Tucked away in the foothills of the Ko`olau mountain range on the lush windward side of O`ahu, the apiary and honey house in Wai`ahole Valley were the destination for a Slow Food group of about 15. Not equipped with enough veil beekeeper suits, we did not visit the actual hives, but had the opportunity to observe bees at work in a single frame in the honey house.

Three years ago the Varroa mite that has spread, infested, and killed bee colonies around the world over the past century, arrived on O`ahu and devastated the Wai`ahole colonies. Bee keepers George Hudes and Charlie Reppun almost gave up in despair. We breathed a collective sigh of relief to learn that, thanks to the availability of organic mite control methods, not only are they back in production, but production throughout the state is flourishing. Our food supply, for now, is secured.
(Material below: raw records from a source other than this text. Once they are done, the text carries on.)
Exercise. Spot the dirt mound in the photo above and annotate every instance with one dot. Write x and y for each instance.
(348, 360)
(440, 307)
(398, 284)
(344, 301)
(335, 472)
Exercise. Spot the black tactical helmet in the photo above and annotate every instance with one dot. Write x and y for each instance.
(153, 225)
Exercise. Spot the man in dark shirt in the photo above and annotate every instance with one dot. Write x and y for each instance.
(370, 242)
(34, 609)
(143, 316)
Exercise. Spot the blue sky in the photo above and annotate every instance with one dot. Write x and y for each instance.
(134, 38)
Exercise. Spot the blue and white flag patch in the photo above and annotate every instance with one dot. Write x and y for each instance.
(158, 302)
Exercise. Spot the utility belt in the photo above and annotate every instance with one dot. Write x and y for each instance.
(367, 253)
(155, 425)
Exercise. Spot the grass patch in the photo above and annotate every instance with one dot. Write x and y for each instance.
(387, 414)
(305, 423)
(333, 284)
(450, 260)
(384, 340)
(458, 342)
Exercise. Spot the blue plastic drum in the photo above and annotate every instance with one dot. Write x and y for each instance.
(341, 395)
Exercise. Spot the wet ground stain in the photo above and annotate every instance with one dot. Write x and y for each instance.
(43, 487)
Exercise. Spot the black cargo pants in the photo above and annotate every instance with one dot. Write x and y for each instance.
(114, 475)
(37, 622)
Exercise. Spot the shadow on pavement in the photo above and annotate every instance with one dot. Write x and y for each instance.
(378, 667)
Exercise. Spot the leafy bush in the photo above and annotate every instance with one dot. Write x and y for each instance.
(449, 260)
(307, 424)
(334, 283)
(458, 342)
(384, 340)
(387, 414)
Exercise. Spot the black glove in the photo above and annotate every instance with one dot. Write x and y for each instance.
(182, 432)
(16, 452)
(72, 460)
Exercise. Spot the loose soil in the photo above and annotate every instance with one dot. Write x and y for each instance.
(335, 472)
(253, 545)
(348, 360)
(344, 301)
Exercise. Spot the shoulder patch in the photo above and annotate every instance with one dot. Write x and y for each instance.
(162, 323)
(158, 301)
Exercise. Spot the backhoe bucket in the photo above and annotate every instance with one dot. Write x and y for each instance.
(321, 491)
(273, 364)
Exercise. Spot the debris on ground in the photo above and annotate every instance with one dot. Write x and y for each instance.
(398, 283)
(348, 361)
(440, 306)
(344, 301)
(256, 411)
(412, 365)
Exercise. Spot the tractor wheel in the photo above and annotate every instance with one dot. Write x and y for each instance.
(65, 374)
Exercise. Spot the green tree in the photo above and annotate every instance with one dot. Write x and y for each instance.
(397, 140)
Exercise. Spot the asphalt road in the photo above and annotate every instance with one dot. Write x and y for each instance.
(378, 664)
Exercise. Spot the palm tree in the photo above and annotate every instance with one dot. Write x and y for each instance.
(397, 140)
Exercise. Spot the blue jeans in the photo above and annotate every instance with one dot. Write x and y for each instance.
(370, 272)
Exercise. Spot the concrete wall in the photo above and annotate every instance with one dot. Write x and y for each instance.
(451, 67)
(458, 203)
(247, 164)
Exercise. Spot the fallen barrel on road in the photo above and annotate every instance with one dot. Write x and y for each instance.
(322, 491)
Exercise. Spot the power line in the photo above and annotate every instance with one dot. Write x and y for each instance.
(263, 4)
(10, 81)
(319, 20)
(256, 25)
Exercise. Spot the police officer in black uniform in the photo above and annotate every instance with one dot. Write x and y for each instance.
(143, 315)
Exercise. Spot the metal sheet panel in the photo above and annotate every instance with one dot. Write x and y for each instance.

While tasting a variety of honeys in an astounding range of colors—from palest straw color to dark auburn—our group heard about the basics of bee keeping. The gestation cycle from egg to full-fledged female worker bee is 21 days, 24 days for males or drones, and 16 days for queens. Once hatched, worker bees fulfill multiple functions: from cleaning and comb building to feeding larvae and serving their queen. After four weeks in the hive, they’re ready to leave and start foraging, collecting pollen and nectar from the abundance of plants in the fertile valley.

As soon as the honey combs are filled, the frames are removed, uncapped (removal of the outer was layers), and placed in a centrifuge for extraction. From there, the honey is transferred to a settling tank, where impurities float to the top. After about 12 hours, the untreated, unfiltered honey is ready for bottling. It was impossible to determine clear favorites among the assortment of honeys for sale. Spring harvests tended to be lighter in color and taste. Many of us left with numerous jars from smoky-tasting ochre colored honey to the late-harvest fall variety.